Il y a une moindre croissance des crédits aux entreprises comme des crédits immobiliers. Mais nous suivons de très près le taux de satisfaction des demandes de crédit des entreprises y compris des PME et des TPE. S’il y a un peu moins de demande, ce taux d’acceptation n'a pas baissé. Par exemple, plus de 75% des TPE obtiennent encore, quand elles le demandent, un crédit de trésorerie. Le crédit est donc un peu plus cher qu'avant mais il reste largement accessible.
Que répondez-vous aux personnes qui disent que la hausse des taux risque de paralyser l'économie et que finalement le remède à l'inflation risque d'affaiblir le malade ?
L’inflation est une maladie qu’il faut soigner à temps. L'expérience longue de l'histoire économique nous dit que si l’on attend trop longtemps pour soigner cette maladie, elle devient beaucoup plus difficile à traiter. Il faudrait alors un remède de cheval. C’est ce que nous voulons absolument éviter. Si on prend l’inflation à temps, le remède est proportionné. La France va sortir progressivement de l’inflation tout en évitant la récession cette année et les années suivantes, sauf choc extérieur majeur. Or souvenez-vous, c'était une grande inquiétude l'année dernière que d’avoir deux maux en même temps : nous devrions échapper à l’un et à l’autre.
L’endettement de la France augmente. Faut-il un nouvel effort collectif, par l'impôt, pour redresser la situation ?
Quand on regarde les 40 dernières années, on voit que, malheureusement, la France n'a cessé d'augmenter sa dette publique. En 1980, elle représentait 20 % du PIB. Aujourd'hui, c’est près de 112 %. Cela veut dire que le « sac à dos » avec lequel les jeunes partent dans la vie aujourd’hui est près de 6 fois plus lourd. Par ailleurs, cette dette a augmenté beaucoup plus que chez nos voisins européens, y compris depuis la crise covid. C’est pourquoi je crois qu’il ne faut pas de nouvelles baisses d’impôts non financées. Il faut plutôt viser une certaine stabilité fiscale qui d'ailleurs simplifierait la vie de nos concitoyens et des entreprises. Il ne s'agit pas non plus de couper aveuglément dans les dépenses, mais de stabiliser globalement leur niveau après inflation : on pourrait alors revenir dans la décennie qui vient à une dette sous les 100% de PIB, ce qui était notre niveau avant covid. Nos voisins européens ont le même modèle social que nous et à peu près les mêmes services publics mais cela leur coûte nettement moins cher. Il faut regarder chez eux ce qui est plus efficace.
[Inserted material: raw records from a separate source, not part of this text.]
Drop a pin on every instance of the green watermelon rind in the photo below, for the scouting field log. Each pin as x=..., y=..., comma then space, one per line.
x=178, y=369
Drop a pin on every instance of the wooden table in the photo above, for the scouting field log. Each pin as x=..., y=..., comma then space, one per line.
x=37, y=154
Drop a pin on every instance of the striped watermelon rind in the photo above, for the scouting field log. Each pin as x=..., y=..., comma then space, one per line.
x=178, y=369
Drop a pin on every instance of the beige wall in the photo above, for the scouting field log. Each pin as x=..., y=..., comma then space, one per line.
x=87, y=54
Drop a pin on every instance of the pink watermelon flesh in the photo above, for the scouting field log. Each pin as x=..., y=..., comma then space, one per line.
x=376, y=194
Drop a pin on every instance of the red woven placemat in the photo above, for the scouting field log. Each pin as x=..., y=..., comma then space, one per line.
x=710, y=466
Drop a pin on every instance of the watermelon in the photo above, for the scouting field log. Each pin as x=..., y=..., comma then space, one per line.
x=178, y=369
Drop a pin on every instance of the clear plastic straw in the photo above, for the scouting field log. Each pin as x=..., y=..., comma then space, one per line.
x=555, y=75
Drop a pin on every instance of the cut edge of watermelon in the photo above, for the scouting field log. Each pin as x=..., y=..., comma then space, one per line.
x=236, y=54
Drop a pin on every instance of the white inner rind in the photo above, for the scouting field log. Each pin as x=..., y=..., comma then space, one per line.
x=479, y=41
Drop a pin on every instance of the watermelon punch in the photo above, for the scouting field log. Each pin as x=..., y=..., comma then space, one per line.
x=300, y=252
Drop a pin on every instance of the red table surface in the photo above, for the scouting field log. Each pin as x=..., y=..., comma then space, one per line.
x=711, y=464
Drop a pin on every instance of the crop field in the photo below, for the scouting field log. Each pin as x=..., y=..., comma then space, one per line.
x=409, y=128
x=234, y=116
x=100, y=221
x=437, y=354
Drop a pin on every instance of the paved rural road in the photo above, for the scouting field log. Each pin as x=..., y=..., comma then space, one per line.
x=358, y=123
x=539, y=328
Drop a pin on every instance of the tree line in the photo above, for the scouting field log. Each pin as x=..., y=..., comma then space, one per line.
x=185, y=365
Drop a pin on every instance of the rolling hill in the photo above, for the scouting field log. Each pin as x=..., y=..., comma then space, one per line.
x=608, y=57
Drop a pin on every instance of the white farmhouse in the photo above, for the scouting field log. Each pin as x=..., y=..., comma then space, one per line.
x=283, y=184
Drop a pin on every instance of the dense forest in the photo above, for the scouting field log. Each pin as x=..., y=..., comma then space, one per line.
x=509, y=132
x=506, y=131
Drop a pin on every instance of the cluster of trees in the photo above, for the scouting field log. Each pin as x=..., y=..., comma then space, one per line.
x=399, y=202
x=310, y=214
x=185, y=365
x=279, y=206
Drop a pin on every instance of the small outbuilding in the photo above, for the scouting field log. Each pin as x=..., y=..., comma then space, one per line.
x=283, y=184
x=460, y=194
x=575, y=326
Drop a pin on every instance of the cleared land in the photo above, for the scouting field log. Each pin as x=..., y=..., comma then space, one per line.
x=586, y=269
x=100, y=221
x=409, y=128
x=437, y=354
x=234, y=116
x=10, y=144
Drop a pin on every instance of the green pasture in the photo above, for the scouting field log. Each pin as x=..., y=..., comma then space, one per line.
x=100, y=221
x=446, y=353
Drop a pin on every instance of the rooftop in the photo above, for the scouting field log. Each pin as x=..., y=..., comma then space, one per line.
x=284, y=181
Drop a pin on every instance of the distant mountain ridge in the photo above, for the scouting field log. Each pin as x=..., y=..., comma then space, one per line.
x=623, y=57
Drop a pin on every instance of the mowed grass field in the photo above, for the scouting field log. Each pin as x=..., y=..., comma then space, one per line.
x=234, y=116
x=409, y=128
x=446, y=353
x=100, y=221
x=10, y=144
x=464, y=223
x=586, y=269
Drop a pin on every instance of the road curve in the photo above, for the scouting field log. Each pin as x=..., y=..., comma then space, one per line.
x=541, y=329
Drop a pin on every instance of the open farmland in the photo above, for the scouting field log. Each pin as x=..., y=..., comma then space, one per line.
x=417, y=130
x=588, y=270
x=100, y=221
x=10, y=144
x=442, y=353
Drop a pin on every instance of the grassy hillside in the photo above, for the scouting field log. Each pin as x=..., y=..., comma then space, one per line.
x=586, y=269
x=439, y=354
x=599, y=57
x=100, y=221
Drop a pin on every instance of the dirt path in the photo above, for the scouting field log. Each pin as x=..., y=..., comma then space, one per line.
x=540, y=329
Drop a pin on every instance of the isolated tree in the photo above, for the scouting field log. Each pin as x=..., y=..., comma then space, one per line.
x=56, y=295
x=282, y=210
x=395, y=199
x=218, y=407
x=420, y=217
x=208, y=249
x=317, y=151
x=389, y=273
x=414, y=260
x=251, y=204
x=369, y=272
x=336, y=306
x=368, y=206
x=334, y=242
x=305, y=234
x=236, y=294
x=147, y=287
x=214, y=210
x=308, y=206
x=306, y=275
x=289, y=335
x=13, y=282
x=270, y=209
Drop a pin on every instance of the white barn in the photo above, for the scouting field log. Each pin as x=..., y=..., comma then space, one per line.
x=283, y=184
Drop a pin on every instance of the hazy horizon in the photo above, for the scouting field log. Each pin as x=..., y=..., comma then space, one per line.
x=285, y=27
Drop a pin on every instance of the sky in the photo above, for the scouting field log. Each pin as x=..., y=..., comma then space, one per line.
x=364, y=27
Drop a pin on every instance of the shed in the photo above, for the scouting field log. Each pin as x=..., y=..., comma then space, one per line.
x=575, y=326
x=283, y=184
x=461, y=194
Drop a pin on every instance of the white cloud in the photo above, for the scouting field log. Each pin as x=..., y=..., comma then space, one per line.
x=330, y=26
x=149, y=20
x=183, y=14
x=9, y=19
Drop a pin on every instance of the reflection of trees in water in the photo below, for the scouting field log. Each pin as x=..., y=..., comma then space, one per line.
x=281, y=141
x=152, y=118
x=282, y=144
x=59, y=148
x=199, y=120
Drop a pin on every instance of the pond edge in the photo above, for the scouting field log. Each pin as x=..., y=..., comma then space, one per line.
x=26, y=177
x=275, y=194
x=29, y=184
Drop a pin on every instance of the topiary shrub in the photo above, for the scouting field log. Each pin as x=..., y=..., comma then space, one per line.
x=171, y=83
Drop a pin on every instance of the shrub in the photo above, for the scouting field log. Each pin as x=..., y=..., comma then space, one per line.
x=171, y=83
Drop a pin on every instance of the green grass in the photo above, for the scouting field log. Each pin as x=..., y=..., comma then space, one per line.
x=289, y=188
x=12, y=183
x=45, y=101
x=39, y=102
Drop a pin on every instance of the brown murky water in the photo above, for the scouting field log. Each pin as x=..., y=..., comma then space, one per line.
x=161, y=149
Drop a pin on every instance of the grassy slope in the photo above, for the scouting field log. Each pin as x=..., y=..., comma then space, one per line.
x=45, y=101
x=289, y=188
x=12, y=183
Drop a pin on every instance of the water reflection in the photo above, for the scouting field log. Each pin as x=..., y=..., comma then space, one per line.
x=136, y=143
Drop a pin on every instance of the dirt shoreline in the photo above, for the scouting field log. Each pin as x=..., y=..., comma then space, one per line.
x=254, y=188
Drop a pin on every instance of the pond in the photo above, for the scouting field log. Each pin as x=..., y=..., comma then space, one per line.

Comment aider les Français à mieux comprendre l’économie ?
Quand on parle de la maladie qui est l'inflation, 98% des Français sont concernés. Quand on parle du remède qu’est la politique monétaire, à peu près 98% des Français ne savent pas très bien de quoi on parle. Mais ils vous disent que cela les intéresse. C’est pour cette raison que depuis deux ans nous organisons des Rencontres de la politique monétaire. Elles auront lieu à Reims ce 4 juillet pour l’ensemble du Grand Est, juste après notre convention des managers qui s’y déroulera pour la première fois en dehors de Paris. À nous d’écouter les questions de nos concitoyens, d’entendre leurs préoccupations. Notre rôle est aussi d’apporter aux Français un maximum d'informations sur l'économie, sur l’inflation ou sur la politique monétaire. Ce sont souvent des matières compliquées, il y a beaucoup de concepts, de chiffres et de théories différentes. À nous de les expliquer de manière intelligible, tout en étant fidèles à la vérité.